About a decade ago, some of the garimpeiros started working closely with the drug trafficking groups moving cocaine and coca leaves across the region, since gold is an effective way to launder money. Its price is now even higher than coca, the report says. “If you come here, I assure you that you will see as many illegal mining sites as illegal airplane runways,” Díaz says. By 2019, Latin America had become the most dangerous region globally to be an environmental advocate, a report by Global Witness found. The region accounted for two-thirds of the 212 murders that year (Colombia saw 64 killings of environmental leaders, the highest recorded in a single year for any country). Opposing legal or illegal mining became the most dangerous environmental advocacy.
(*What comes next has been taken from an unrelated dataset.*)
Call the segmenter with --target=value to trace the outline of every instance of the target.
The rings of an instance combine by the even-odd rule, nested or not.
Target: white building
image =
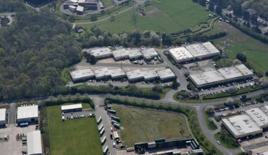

But the ones controlling the operations are still a mystery, says Larissa Rodríguez, a researcher at the Instituto Escolha, in Brazil. And even if each operation is small, as a whole, this activity accounts for one-third of the 100 tons of gold dug in Brazil every year, Rodríguez says. In 2016, researchers found that around 28 percent of gold mined in Peru, 77 percent in Ecuador, and 80 percent in Colombia and Venezuela had been illegally extracted.
The lack of control in the purchase and sale of gold in remote regions could explain, in part, the proliferation of illegal mining sites, explains Rodríguez. In Brazil, for example, garimpeiros can’t sell gold for jewelry, so they have to sell it to financial institutions. The local branches of banks are small shops, where every purchase is registered in paper. “By obligation, the small shop needs to ask the name of the person selling the gold and where it comes from. But it’s not electronic, it’s just pieces of paper where garimpeiros write their names and the alleged origin of gold by hand,” Rodríguez explains. Later, when the gold is shipped to banks’ central offices, no one checks that every ounce of gold really has been extracted from the places that they supposedly did. Legally prosecuting is hard as public officers need to review thousands of handwritten papers that often lead to dead ends.
Even if the details are different in other countries, the general issue is similar: Local buyers can’t, or don’t, check where the gold comes from. Once the bigger players buy that gold, it becomes nearly impossible to trace the origin. “We know we need to get the big guys involved. We need to force financial institutions to regulate where their gold is coming from,” says Rodríguez.
Governments will have to change their approach if they want real change, said Eleodoro Mayorga Alba, former minister of mines for Peru, in a press release. In fact, in the nine Amazon countries, “governments either own the mineral resources [in Indigenous lands] or control them, so Indigenous Peoples can neither prohibit miners with government permits from entering their lands nor fully access the minerals within their territories,” says Patricia Quijano Vallejos, co-author of the new paper in the same release.
For José Gregorio Díaz, providing Indigenous People with the tools to effectively monitor their lands is key, just like reshaping environmental and deforestation policies. “Our governments and the rest of the world need to understand that they can’t save nature without us,” he says. “We are invited to every climate convention, but we are always hanging out in the hallways. It’s time we are invited to the table where decisions are being made.”